What I am curious about is how often people use their drill/driver anymore? Of course you would use it for drilling holes, but what else? Do you drive any screws with your drill/driver, or has the impact gun taken over that task completely?

I guess I am just curious how everyone decides what to reach for, the impact gun or the drill/driver.


----------



## Tom Struble (Dec 29, 2008)

some screws i still use a drill/driver,pocket screws are one place i use it


----------



## aggreX (Aug 15, 2008)

The cordless 12/18V impact driver is probably what you are referring to.
I grab either the 12V or 18V impact driver + impact-ready bits depending on the job for screws/bolts and use the same impact driver plus small hex shank drill bits for drilling small pilot holes. The small 12V drill/driver is great for cabinet installation and 18V drill/driver for drilling larger holes in walls/studs, etc. The drill/driver might be the better choice for driving screws/bolts without overtightening.


----------



## jegolopolli (Aug 25, 2010)

I use the drill instead of the impact anytime stripping a screw could cause a problem, like door hardware and cabinet hardware for example. You can set the drill up by turning the torque and speed down, something an impact can not do. 

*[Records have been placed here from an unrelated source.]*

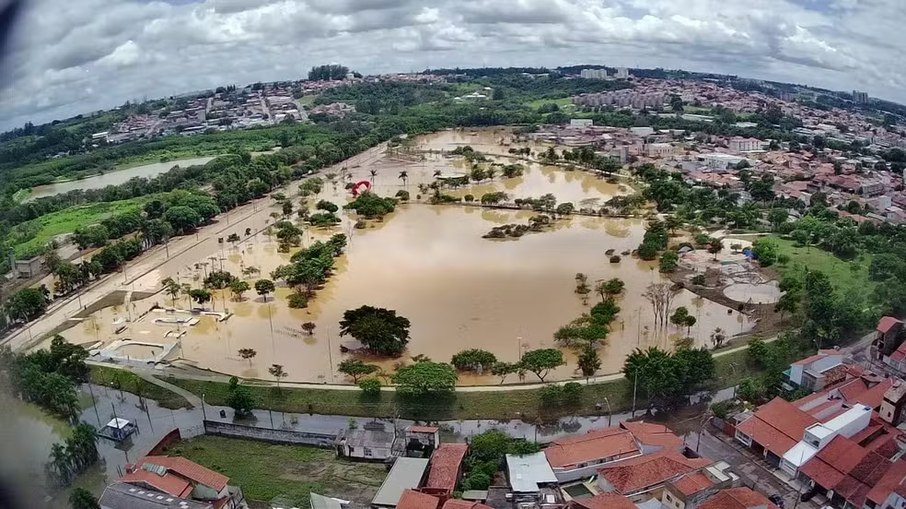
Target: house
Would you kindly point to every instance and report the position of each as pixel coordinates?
(372, 442)
(121, 495)
(445, 469)
(644, 477)
(891, 409)
(774, 429)
(602, 501)
(575, 457)
(182, 478)
(411, 499)
(653, 437)
(888, 338)
(421, 440)
(690, 489)
(815, 372)
(528, 474)
(738, 498)
(406, 473)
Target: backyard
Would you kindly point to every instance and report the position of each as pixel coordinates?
(283, 474)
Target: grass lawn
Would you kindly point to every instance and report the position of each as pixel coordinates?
(67, 220)
(266, 471)
(525, 404)
(130, 382)
(847, 276)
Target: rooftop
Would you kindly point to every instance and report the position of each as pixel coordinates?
(634, 474)
(596, 444)
(446, 462)
(412, 499)
(528, 471)
(406, 473)
(737, 498)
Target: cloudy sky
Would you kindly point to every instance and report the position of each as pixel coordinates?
(75, 56)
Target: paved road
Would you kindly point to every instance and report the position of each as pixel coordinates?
(178, 255)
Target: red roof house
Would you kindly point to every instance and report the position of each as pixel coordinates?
(445, 468)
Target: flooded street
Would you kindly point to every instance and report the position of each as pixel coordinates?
(113, 178)
(430, 264)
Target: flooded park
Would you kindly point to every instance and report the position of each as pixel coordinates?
(429, 263)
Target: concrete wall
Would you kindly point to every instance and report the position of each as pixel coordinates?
(279, 436)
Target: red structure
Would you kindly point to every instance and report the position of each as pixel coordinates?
(357, 185)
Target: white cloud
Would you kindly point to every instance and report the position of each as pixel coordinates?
(82, 55)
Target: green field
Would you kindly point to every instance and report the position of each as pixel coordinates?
(525, 404)
(130, 382)
(847, 276)
(267, 471)
(47, 227)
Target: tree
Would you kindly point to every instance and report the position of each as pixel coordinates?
(669, 261)
(247, 354)
(380, 330)
(541, 361)
(276, 371)
(240, 398)
(182, 218)
(264, 287)
(172, 288)
(370, 387)
(718, 337)
(715, 246)
(424, 378)
(356, 369)
(474, 360)
(80, 498)
(200, 295)
(502, 369)
(589, 361)
(238, 287)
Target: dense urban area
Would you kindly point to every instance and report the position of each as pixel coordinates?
(583, 288)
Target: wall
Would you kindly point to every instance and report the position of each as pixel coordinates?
(279, 436)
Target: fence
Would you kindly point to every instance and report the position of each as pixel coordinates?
(279, 436)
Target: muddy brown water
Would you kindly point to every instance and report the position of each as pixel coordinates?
(430, 264)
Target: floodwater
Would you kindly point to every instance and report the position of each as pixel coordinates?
(430, 264)
(766, 293)
(113, 178)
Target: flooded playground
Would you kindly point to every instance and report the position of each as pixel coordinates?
(427, 262)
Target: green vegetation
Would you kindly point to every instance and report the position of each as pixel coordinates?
(124, 380)
(267, 471)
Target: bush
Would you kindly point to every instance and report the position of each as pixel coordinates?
(370, 386)
(297, 300)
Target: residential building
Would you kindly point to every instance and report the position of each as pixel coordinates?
(738, 498)
(644, 477)
(593, 74)
(891, 410)
(182, 478)
(817, 371)
(575, 457)
(740, 144)
(529, 474)
(406, 474)
(659, 150)
(602, 501)
(889, 337)
(121, 495)
(445, 469)
(373, 441)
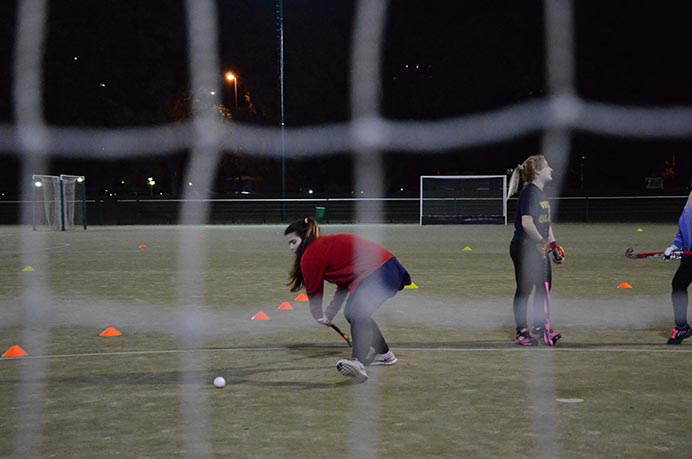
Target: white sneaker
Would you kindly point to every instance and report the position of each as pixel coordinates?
(352, 368)
(387, 358)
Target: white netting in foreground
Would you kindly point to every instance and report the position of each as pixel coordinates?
(368, 134)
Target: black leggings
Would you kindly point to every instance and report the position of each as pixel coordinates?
(531, 271)
(681, 280)
(370, 294)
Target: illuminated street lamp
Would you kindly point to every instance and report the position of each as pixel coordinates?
(151, 182)
(231, 77)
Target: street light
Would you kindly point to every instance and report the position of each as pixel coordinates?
(231, 77)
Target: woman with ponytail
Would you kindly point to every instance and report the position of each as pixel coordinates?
(365, 275)
(532, 242)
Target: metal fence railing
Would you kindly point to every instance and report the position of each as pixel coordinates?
(343, 210)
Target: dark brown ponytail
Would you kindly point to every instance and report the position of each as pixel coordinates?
(308, 230)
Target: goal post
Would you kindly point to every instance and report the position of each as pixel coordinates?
(463, 199)
(58, 203)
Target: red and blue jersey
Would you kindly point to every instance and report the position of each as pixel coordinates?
(340, 259)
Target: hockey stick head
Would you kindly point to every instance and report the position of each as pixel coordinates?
(342, 334)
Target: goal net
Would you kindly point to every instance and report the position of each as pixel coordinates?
(58, 202)
(463, 199)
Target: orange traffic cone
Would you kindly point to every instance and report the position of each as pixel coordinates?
(14, 352)
(110, 331)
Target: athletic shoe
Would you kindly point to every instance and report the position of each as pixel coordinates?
(549, 339)
(387, 358)
(352, 368)
(680, 334)
(524, 338)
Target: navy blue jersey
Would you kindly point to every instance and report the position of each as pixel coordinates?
(532, 201)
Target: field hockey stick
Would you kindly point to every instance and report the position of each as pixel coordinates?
(675, 254)
(547, 339)
(342, 334)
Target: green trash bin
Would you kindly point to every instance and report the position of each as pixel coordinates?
(319, 214)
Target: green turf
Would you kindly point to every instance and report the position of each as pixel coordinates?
(462, 388)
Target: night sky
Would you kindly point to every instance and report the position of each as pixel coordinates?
(124, 63)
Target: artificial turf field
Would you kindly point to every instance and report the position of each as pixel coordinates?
(610, 388)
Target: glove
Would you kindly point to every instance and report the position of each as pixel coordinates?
(670, 252)
(542, 246)
(556, 252)
(325, 320)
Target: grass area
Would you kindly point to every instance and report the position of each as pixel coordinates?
(462, 388)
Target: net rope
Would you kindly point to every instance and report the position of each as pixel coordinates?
(367, 133)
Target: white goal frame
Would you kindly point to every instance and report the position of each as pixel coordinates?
(57, 201)
(459, 218)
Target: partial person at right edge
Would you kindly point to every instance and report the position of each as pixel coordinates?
(683, 275)
(533, 241)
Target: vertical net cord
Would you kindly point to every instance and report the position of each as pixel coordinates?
(280, 20)
(35, 333)
(559, 58)
(192, 258)
(368, 34)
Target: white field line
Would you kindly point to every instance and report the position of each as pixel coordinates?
(402, 349)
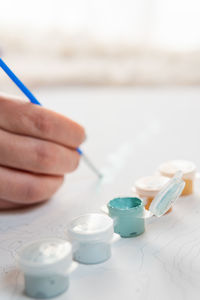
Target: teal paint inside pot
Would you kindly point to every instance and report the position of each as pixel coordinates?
(125, 203)
(126, 213)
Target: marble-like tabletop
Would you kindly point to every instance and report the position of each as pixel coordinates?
(130, 131)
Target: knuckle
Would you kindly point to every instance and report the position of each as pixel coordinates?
(45, 157)
(31, 193)
(42, 123)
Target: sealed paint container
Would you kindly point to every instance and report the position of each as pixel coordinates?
(148, 187)
(129, 213)
(125, 211)
(46, 265)
(91, 236)
(188, 169)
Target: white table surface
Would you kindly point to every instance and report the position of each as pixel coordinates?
(130, 132)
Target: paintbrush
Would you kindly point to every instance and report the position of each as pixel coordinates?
(33, 100)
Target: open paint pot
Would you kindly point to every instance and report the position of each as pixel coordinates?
(46, 265)
(91, 236)
(148, 187)
(129, 213)
(188, 169)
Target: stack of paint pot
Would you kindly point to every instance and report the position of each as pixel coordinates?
(47, 264)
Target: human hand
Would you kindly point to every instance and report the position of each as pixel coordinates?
(37, 147)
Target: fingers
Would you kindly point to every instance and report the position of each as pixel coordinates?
(35, 155)
(5, 205)
(32, 120)
(23, 188)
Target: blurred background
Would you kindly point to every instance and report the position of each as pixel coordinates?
(101, 42)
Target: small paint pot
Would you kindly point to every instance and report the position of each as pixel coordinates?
(126, 214)
(129, 213)
(188, 169)
(91, 236)
(46, 265)
(148, 187)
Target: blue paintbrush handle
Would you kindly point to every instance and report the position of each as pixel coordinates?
(23, 88)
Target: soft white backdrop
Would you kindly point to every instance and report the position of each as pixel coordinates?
(102, 41)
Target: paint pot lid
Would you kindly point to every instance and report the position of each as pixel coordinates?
(168, 195)
(169, 168)
(149, 186)
(91, 227)
(46, 255)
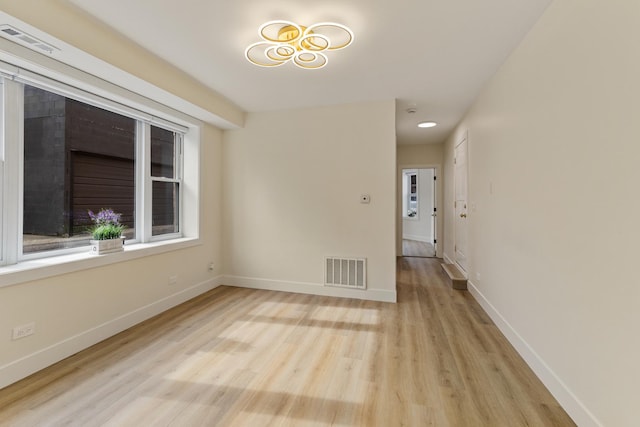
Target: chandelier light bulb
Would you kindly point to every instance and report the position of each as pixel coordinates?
(286, 41)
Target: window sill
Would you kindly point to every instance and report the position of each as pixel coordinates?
(41, 268)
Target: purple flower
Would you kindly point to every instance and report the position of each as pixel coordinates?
(105, 217)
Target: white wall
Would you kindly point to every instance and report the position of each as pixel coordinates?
(293, 181)
(420, 227)
(553, 171)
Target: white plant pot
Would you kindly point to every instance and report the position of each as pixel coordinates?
(101, 247)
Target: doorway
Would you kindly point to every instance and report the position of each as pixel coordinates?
(419, 212)
(460, 204)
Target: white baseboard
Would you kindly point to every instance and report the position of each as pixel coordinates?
(309, 288)
(569, 401)
(27, 365)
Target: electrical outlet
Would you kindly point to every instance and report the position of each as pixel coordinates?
(24, 330)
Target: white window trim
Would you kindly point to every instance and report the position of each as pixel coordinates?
(16, 269)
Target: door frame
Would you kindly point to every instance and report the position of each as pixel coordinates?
(463, 139)
(438, 196)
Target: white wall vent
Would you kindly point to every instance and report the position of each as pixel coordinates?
(346, 272)
(25, 39)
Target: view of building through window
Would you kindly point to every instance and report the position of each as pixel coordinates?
(78, 157)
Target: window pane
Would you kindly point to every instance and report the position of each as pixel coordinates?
(77, 157)
(165, 209)
(162, 153)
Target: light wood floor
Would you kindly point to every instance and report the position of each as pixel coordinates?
(416, 248)
(239, 357)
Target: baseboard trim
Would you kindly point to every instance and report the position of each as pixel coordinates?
(309, 288)
(569, 401)
(27, 365)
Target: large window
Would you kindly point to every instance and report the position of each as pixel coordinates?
(65, 153)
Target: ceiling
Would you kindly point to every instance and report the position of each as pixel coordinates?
(433, 55)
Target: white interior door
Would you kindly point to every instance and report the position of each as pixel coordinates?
(460, 183)
(418, 205)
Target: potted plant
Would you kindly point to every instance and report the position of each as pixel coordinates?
(106, 232)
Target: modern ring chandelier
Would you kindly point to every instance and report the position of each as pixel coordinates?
(284, 41)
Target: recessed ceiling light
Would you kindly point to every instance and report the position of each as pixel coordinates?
(427, 124)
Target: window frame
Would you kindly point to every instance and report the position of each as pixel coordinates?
(12, 257)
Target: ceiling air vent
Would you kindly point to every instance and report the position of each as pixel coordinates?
(25, 39)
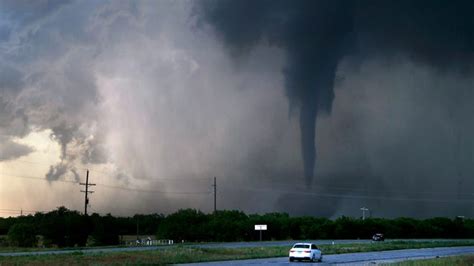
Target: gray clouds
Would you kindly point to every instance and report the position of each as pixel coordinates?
(138, 87)
(11, 150)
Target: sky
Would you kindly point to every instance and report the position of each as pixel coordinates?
(309, 107)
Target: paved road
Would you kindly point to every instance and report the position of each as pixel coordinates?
(207, 245)
(365, 258)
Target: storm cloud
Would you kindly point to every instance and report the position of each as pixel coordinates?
(166, 95)
(317, 34)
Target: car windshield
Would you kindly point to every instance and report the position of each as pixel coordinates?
(301, 246)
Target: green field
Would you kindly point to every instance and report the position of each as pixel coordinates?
(186, 254)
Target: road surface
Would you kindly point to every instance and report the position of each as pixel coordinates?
(204, 245)
(363, 258)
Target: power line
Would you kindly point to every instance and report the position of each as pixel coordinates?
(329, 195)
(40, 178)
(107, 186)
(152, 191)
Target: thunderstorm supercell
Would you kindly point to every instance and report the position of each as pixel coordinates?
(343, 104)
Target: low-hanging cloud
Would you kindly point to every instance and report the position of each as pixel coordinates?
(141, 88)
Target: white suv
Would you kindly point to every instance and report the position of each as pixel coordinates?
(305, 251)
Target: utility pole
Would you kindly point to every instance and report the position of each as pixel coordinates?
(215, 194)
(363, 209)
(86, 192)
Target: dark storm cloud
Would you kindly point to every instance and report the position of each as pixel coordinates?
(317, 34)
(10, 150)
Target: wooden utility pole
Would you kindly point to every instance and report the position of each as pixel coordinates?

I mostly use the impact though, the drill is for drilling holes into things. A lot of times both drills come out together.


----------



## Jim F (Mar 4, 2010)

I would guess it's reasonable to use a regular drill/driver for small screws such as in cabinet building. My wrist thanks me for switching to the impact for heavy screwing.


----------



## hvaclover (Oct 2, 2008)

My wrist thanks me for switching to the impact for heavy screwing.[/quote]


----------



## eisert (Oct 20, 2009)

99.9% of the time I use my impacts. The other .1% of the time I use the drill and wonder why I didn't grab an impact.


----------



## moopey (Sep 14, 2010)

Impact guns are great. I have a cheap 18v Ryobi and it does all my home projects just fine. I've been using mostly for installing my PVC trim. I've been picture framing the trim and joining the pieces on the ground with pocket hole screws. I use the drill to drill the holes, obviously, and i used the impact to secure the screws. Then I use the impact to secure the trim to the house using 2-1/2"-3" stainless screws. I found it nearly impossible to drive the 3" screws with just a drill/driver.

If I would of know I was going to use the impact so much, i would of bought a Makita or Dewalt. My friends have each and they are both great.


----------